Seafood’s first three singles were a bewildering-yet-brilliant ragbag of indie sensibilities and lo-fi, but somehow fired-up, college rock dynamics. The band motored away around the UK twice that year, once with Kenickie and then again as part of the ‘Panda in a Vanda’ tour. They also managed to squeeze in supports with the likes of Laptop, Grandaddy and Dawn of the Replicants. 1998 ended with a headline slot at London’s LSE and the release of the single compilation mini-album, ‘Messenger In The Camp’, but fundamentally the Seafood spirit had always been more than willing. Problem: a week before Reading Festival ’98, guitarist Charles lacerates both his hands in an incident at a party. Solution: after a couple of mildly desperate rehearsals, Seafood made their Reading debut as a three piece. Second problem: the slimmed-down line-up can only do justice to 20 minutes’ worth of Seafood material. Second solution: they end their half hour slot with a ten-minute massacre of ickle Chrimbo favourite ‘Walking in the Air’. Aled Jones in not amused. Apparently.
Over the past few years they have seen their supposed superiors rocket off in a blaze of major label-style bravado, and then get dropped six months later. They’ve watched the hip and they’ve smelt the hype. Crucially, Seafood have laid the foundations, made friends, and have got on with being a band. 1999 saw them play their debut American show at New York’s CMJ marathon, as well as step into the grown up UK Top 100 with two singles, ‘Easy Path’ and ‘This is Not An Exit’. Which, rather handily brings us to Seafood’s debut long-player, ‘Surviving The Quiet’, released in January of 2000 (in the U.S. on Big Wheel Rec). ‘Surviving The Quiet’ represented a titanic struggle between light and dark, between calmness and chaos, featuring cello, flute and bedazzling bastard guitars.

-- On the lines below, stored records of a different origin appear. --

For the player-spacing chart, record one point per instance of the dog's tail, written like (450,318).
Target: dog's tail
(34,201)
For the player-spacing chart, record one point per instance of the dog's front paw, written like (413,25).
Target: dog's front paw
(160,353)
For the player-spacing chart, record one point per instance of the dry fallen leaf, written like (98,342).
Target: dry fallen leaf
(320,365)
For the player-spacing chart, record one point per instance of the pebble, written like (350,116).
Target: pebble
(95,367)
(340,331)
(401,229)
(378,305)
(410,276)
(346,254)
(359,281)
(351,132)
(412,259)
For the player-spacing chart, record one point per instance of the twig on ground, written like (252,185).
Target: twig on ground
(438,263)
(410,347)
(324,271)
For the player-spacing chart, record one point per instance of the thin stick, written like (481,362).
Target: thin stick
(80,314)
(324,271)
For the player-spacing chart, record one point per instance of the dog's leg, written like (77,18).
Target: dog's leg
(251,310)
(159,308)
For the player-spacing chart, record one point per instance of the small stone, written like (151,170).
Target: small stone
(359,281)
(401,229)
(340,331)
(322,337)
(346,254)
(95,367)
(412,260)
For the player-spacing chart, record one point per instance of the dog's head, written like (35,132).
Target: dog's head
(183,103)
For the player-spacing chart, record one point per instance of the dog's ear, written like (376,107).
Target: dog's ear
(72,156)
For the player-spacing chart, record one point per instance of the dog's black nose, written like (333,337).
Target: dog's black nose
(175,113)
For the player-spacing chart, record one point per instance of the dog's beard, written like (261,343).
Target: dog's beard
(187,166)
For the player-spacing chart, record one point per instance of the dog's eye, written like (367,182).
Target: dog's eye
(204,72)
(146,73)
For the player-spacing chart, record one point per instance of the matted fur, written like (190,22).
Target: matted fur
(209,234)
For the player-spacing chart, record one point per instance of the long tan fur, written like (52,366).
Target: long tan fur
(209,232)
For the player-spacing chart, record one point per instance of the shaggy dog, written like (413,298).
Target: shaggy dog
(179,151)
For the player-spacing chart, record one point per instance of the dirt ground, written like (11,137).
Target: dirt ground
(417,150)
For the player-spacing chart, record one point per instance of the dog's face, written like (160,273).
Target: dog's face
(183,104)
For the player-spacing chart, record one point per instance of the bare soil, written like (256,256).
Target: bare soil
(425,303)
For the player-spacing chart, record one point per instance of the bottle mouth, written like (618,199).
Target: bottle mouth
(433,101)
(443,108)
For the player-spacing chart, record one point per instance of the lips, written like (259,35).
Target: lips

With the experience of “Surviving the Quiet,” and now with the release of When Do We Start Fighting, the band can reflect on their previous tendency to take this band malarkey extremely seriously indeed. “There is an inbred integrity to Seafood,” says Kevin at one particularly thoughtful point, “people do pick up on it live.” Ask them if they consider themselves to be one of Britain’s best-kept secrets and David makes a funny, slightly embarrassed “Hmmmhmmhing” noise and mutters, “I think so.” A more assertive Kevin says, “I’d like to think that.” Charles strolls slightly off the point and suggests “The argument would be that we’re not doing anything fundamentally new. I mean, we are, but…” “I think we are a lot more interesting than a lot of bands who are more one-dimensional,” blurts David, bravely. “And I know we’re not doing anything new or different, but we do try a bit of everything – there is an obvious Seafood sound and I think that will develop as time goes on. We’re always up for new things, and we are more interesting because you never quite know what to expect from us. You know there’s going to be a loud bit in there somewhere, but you’re not too sure when it will actually happen.”